Ademais, o artigo 51, inciso IV, do Código de Defesa do Consumidor estabelece a nulidade de pleno direito das cláusulas contratuais que imponham obrigações excessivamente onerosas ou que coloquem o consumidor em desvantagem exagerada. Nesse contexto, a previsão de bloqueio permanente do aparelho, ainda que contratualmente estipulada, revela-se desproporcional, pois compromete a funcionalidade essencial do bem adquirido, tornando-o inservível e esvaziando seu valor econômico e utilitário.

Tal cláusula, portanto, não apenas contraria os princípios da boa-fé e da equidade, mas configura típica cláusula abusiva, devendo ser considerada nula de pleno direito, conforme preceitua o ordenamento jurídico consumerista.

De igual modo, cláusulas que preveem modificações unilaterais nos contratos após sua celebração (art. 51, XIII) e que determinem a utilização compulsória de arbitragem (art. 51, VII) são rechaçadas pelo ordenamento jurídico brasileiro. Impedir o acesso ao Judiciário, como decorre da imposição da arbitragem obrigatória e da cláusula de foro estrangeiro (art. 51, XVII), afronta diretamente garantias constitucionais e legais do consumidor.

Precedente da Sony

A controvérsia remonta ao caso similar envolvendo a Sony. Em decisão recente, a Justiça brasileira decidiu que o banimento permanente de consoles por compartilhamento de jogos digitais era desproporcional e abusivo.

Conforme destacou a juíza Carolina Santa Rosa Sayegh, a empresa falhou em informar adequadamente os consumidores sobre as punições, e a medida imposta (o bloqueio definitivo) tornava o console inservível, em violação ao CDC. Naquele caso, foi admitida a possibilidade de punições temporárias e proporcionais, mas não a inutilização completa do produto.

A decisão reforça o entendimento de que a empresa fornecedora, ainda que detenha propriedade intelectual sobre seus sistemas, está obrigada a respeitar os princípios da boa-fé, equilíbrio contratual e transparência – todos pilares do direito do consumidor.

Implicações e dever de adequação

A notificação do Procon-SP é, portanto, expressão de uma postura ativa do Estado na proteção da parte vulnerável na relação de consumo.

A Nintendo, ao atuar no Brasil, deve respeitar a legislação pátria, inclusive quanto à obrigatoriedade de prestar informações claras, assegurar o acesso à Justiça e evitar cláusulas contratuais que imponham obrigações unilaterais e desproporcionais.

O episódio envolvendo a Nintendo evidencia uma tensão crescente entre os interesses legítimos das empresas na proteção de seus ativos e os direitos fundamentais dos consumidores no ambiente digital.
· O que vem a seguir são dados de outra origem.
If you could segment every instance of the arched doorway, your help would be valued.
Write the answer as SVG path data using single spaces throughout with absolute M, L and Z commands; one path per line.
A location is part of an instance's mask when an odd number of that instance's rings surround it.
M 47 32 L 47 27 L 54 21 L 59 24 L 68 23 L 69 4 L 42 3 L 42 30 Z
O arcabouço jurídico brasileiro impõe limites claros às práticas contratuais e reforça o papel do Estado e do Judiciário na preservação do equilíbrio e da equidade nas relações de consumo.

À luz disso, cláusulas que preveem punições extremas, como o bloqueio permanente de aparelhos, a arbitragem compulsória e a renúncia à jurisdição brasileira, devem ser encaradas com rigor e, se necessário, declaradas nulas por ofensa à ordem pública consumerista.